Over the past two financial years, the total amount of reduced requirements has dropped by more than 50%. I notice that, in the Minister’s statement yesterday, he said that requirements dropped by only 57∙7% of the amount declared to the same stage last year. I will start with an easy question. Do Departments declare their reduced requirements early enough in the year? Are you seeing a significant advance in what is being declared?
It is hard to be precise about this, because of our relationship with Departments. Perhaps Deborah will say something afterwards from DFP’s perspective, as it is an exemplar of good practice.
Did you say “exemplars”?
They are. Deborah will kick me if I do not say that.
Our sense is that, as a consequence of the 3% efficiency agenda that the Executive agreed, and the decision not to introduce water charges, Departments are under some pressure. That means that within Departments, there is hard work going on to maximise the use of all money available. In the past, there was more of a buffer. Departments are working hard to identify any and all flexibility at an early stage. Where reduced requirement, as distinct from flexibility, can be identified, Departments are offering it to the Executive for reallocation. Is that your view, Deborah?
I agree that the buffer, which existed three or four years ago, is no longer there. That is reflected in the fact that the underspend was much smaller last year. There is a lot less money about, and DFP is trying to see how much flexibility it can manage through its budget so that it can manage pressures on the Department. We try to redirect the money that we find using the budgeting guidance. For example, we are trying to get money into Land and Property Services (LPS). The buffer for Departments is much smaller, and DFP is trying to identify small amounts of flexibility and get money into LPS because no reduced requirements are coming through from the business areas.
May I develop my question? I thought that this monitoring round statement was unlike anything we have seen previously. We are into a whole new era of financial management. I described the present situation as having the hallmarks of crisis management. That is a valid comment.
When one heard the statement and the current commentary on public finances, one would not think that we are in a three-year period in which there has been an increase in public spending in real terms. Yet, that is the reality. This three-year spending round has given Northern Ireland a small increase in real terms, smaller than we have been used to in the past, but nevertheless an increase. Every day, we hear announcements of further pressures, cuts, and inability to meet essential demands that have arisen.
In yesterday’s statement we heard that no funds are available for allocation against real pressures that have arisen. Real pressures, that are not anticipated, always arise over a three-year budget period. Two particular demands mentioned yesterday were the Bombardier issue, which for economic reasons was an inescapable and needed to be met, and the swine flu pressure, from which there is no escape. The figures involved in the swine flu provision are amazing, but I assume that they have been validated.
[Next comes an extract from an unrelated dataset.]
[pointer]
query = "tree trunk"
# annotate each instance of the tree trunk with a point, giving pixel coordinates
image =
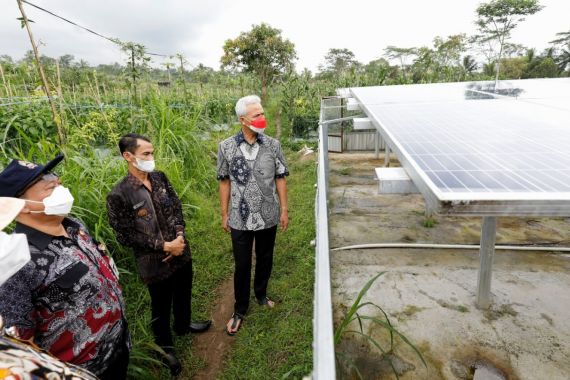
(56, 118)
Only a few months ago, you came before us to answer questions about budget pressures. The answers we got from you, the senior officials, were that there were no real worries about this; you had seen this before; things drop out of departmental spending requirements; and that problems will look after themselves.
Now, you are saying, and the Minister’s statement is saying, something totally different: spending is much tighter in Departments; things are not dropping out of departmental spending; and, therefore, that when real pressures arise that need to be met, there is absolutely no contingency. Crisis management then becomes not simply an impression but reality.
The permanent secretary told the Committee that, on his first day in the Department, he was making decisions to suspend all promotions and stop all recruitment. That is the kind of message that we are getting time and again. As a result, the public is becoming very disillusioned about the Executive’s ability to deliver financially. There is a real problem, and the method that officials have been offering to the Minister for managing it is simply not meeting the needs any more.
The member has raised a number of points.
First, as regards the reference to crisis management, one needs to be very clear about the context. The starting point for the lack of availability of funds is that the Executive have placed all Departments in a position in which they are delivering a much stronger performance than was ever the case under the direct rule Administration. In the past, there was a lot of flexibility in the monitoring rounds because Departments were not delivering the plans as established at the planning stage. The Programme for Government was established in January 2008. The track record for underspend last year, in respect of the delivery report that was published in June and the reduced requirement this year, clearly indicates that Departments are getting on and doing the things that the Executive are charging them to do. That is a very positive point, which is sometimes clouded by the tight financial position.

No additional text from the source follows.